3.4. tkwant.manybody – Solving the many-body time-dependent Schrödinger equation

3.4.1. States

Solving the many-body time-dependent Schrödinger equation.

State(syst[, tmax, occupations, params, …])

Solve the time-dependent many-particle Schrödinger equation.

WaveFunction(psi_init, tasks[, comm])

Evolve a many-particle wavefunction in time.

3.4.2. Helper functions

lead_occupation([chemical_potential, …])

Set the occupation (\(T, \mu, f(E)\)) for one lead.

calc_intervals(spectra, occupations[, …])

Return a list of momentum intervals to perform the manybody integration.

split_intervals(intervals, number_subintervals)

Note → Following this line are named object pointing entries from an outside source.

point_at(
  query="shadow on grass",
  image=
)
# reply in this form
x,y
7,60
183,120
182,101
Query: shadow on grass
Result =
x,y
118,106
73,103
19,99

Divide each interval in number_subintervals equidistant intervals.

combine_intervals(intervals[, atol, rtol])

Group leads for similar intervals together.

calc_tasks(intervals, spectra, occupations)

Return all tasks (set of quantum numbers that uniquely identify a onebody state) that will form the manybody state.

calc_initial_state(syst, tasks[, …])

Calculate the initial manybody scattering wave function using MPI.

calc_energy_cutoffs(occupations)

Extract upper and lower energy cutoffs from the lead occupations.

make_boundstates_time_dependent(…[, …])

Make boundstates time dependent, such that they can evolve in time.

add_boundstates(solver, boundstate_psi, …)

Add a sequence of boundstates to the manybody solver

3.4.3. Data types

Occupation(distribution[, energy_range, bands])

Data format for the lead occupation, see tkwant.manybody.lead_occupation.

Interval(lead, band, kmin, kmax[, order, …])

Data format for a quadrature interval, see tkwant.manybody.calc_intervals.